Les semaines en ce grand ahan s’ajoutent aux semaines. Pas un jour n’est perdu. Ils ignorent le dimanche, comme si le suspens commandé par l’Eglise n’existait pas pour eux. Leur Dieu est resté en arrière, au fond des humbles tabernacles et des blanches chapelles que bordent les cimetières. Ils le retrouveront au retour, près des aïeules et des mères, dans la paix des campagnes mûres. Alors, la tâche accomplie, ils s’en reviendront par les routes parcourues au temps des pommiers en fleur et laboureront le petit champ qui nourrit la famille. La tribu vagabonde, jusqu’au prochain printemps, nuitera à l’abri de ses lares, précairement récupérés.

C’est la tribu aux faces boucanées et aux barbes broussailleuses qui apeure les citadins qu’aventure extra muros le goût des relents suburbains. Prudemment, ils se gardent de ses atteintes et louvoient loin de ses huttes, défiants des grands cônes incendiés brasillant dans les soirs. Le chef pourtant scrupuleusement assume le respect de la loi. Le plus souvent, c’est une famille avec le père et ses gars ; même la couchée en commun ne leur enlève pas un reste de mœurs ingénues. Comme les bûcherons, leurs frères des silves, ils ont une vie de nature, silencieux et quiets.

L’œuvrée les prend par toutes leurs sueurs, sans trêve les tient sur leurs gardes, de peur des surprises du temps. Il faut disputer au vent les paillis, à la pluie les argiles pétries et, lors de la cuisson, veiller à la combustion régulière des fours. Une négligence réduirait en bouillie la brique séchant sur l’aire ou calcinerait la fournée. Telle quelle, cette brique, en sa symétrie et son exiguïté, est déjà une des formes de la beauté : elle contient en essence les nobles architectures, et sa couleur, variant du rose léger, aérien, du rose des nuées matinales, au rouge pourpré ou vineux des ciels crépusculaires, suggère l’idée du sang même de la terre extravasé et recuit aux fournaises solaires.

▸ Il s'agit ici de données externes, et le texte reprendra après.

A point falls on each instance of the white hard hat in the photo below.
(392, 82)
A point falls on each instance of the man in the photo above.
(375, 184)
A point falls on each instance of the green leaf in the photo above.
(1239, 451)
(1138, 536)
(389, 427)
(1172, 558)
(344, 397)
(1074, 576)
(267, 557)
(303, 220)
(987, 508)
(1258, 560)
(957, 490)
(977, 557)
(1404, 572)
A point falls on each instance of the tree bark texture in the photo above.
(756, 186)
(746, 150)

De ma fenêtre, je suivais au large, dans l’arène blonde, toute la péripétie. La pâte pétrie à point, le chef, planté droit à sa table, d’un rythme léger balançait son corps, se mouvait entre ses aides, recevant de l’un le moule vide que rapidement il remplissait et passait ensuite à l’autre. D’un pas ailé, un troisième volait l’étendre sur le sol, soigneusement ratissé et poudré de sable fin. Les mouvements étaient réguliers ainsi que le battement d’un pendule, sans trêve. Chaque fois qu’un moule partait, un autre arrivait ; l’homme prenait la terre, l’égalisait de sa raclette, recommençait. C’étaient des orbes, des ellipses cérémonieuses et réglées comme pour un liturgique devoir ; et l’ondulement des corps mi-nus faisait penser à la beauté cadencée d’un bas-relief.

Un peu plus loin se dressait la charpente du puits, un délicat édifice d’ais croisillés lignant le ciel. Un homme à chaque bout du cylindre se courbait, se relevait, faisait monter l’eau qui, par un chéneau, ruisselait vers le gâcheur en train de piétiner sa glaise. Au soir, tout le champ semblait dallé d’un carrelage frais.

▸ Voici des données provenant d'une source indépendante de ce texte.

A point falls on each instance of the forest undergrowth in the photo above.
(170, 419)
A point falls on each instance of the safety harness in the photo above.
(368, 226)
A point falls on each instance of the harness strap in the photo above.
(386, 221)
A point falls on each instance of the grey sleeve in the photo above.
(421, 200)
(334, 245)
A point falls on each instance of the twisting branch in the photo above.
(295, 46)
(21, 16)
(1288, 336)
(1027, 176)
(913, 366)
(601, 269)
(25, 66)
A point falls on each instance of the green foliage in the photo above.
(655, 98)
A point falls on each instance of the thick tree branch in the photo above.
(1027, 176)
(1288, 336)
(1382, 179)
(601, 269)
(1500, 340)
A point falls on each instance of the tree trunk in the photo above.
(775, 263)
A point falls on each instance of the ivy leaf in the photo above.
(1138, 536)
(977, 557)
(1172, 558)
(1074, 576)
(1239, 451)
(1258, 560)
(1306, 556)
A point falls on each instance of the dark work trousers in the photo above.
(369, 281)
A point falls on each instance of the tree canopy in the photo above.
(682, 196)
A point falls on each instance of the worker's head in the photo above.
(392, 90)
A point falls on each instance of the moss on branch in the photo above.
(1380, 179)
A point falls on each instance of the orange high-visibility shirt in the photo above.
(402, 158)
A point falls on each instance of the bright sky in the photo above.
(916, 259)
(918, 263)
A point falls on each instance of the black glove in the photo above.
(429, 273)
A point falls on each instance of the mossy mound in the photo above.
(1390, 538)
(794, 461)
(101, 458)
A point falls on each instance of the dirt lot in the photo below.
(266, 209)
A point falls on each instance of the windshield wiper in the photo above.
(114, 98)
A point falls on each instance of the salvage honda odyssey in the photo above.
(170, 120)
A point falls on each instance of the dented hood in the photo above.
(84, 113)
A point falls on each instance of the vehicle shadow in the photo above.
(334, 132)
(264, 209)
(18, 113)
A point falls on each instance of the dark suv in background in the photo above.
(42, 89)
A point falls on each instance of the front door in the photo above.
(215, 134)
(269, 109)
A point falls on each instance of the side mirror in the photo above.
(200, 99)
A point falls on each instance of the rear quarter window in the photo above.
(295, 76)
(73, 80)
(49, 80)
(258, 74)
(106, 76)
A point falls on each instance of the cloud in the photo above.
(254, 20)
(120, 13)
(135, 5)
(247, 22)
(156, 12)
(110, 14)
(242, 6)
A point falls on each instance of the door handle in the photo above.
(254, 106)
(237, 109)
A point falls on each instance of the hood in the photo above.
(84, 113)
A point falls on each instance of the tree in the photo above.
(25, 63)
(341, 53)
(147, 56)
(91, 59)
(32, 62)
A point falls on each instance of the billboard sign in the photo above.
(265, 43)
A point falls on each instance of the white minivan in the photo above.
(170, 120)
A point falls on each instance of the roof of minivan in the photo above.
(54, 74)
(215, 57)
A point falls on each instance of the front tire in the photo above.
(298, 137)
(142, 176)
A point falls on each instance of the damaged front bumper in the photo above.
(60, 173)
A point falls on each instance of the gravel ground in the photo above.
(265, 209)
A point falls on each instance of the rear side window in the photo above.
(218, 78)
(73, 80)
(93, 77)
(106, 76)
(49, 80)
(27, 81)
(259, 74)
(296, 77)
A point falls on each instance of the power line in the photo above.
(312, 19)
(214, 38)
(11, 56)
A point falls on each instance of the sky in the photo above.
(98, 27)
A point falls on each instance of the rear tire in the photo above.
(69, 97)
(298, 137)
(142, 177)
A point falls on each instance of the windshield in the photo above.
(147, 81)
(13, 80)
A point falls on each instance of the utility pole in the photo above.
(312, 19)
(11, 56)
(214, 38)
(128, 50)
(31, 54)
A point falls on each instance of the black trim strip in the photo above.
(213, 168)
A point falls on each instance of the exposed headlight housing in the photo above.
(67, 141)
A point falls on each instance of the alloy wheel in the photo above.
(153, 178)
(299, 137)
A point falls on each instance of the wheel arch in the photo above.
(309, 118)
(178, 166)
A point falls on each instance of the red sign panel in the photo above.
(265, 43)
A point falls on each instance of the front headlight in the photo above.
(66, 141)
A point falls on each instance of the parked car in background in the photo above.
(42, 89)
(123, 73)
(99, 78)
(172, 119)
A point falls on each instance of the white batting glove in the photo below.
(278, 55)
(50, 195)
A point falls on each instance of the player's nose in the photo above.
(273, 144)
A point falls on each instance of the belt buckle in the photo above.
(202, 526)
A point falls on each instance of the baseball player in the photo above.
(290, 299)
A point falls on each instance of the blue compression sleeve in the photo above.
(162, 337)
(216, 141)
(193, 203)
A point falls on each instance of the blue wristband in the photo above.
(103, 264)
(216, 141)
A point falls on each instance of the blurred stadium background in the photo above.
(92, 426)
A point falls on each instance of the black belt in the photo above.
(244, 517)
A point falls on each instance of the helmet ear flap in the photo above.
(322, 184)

Puis, avec les fours, la plaine changeait d’aspect : la sole s’était déblayée, les briques achevaient de se durcir en petits murs ajourés d’ouvertures. Des hommes ensuite traçaient un carré ; le charbon, à ras du sol, pétillait ; un rudiment de maçonnerie s’élevait toujours plus haut, enduit de glaise à l’extérieur. Maintenant les petits murs diminuaient, arrivaient à mesure s’engloutir dans la gueule du four. Et les hommes là-haut, debout par-dessus le lit de charbon exhaussé, d’autres en bas constamment se passaient des bannes de houille : dans le couchant, elle s’enflammait et volutait en écharpes de fumée.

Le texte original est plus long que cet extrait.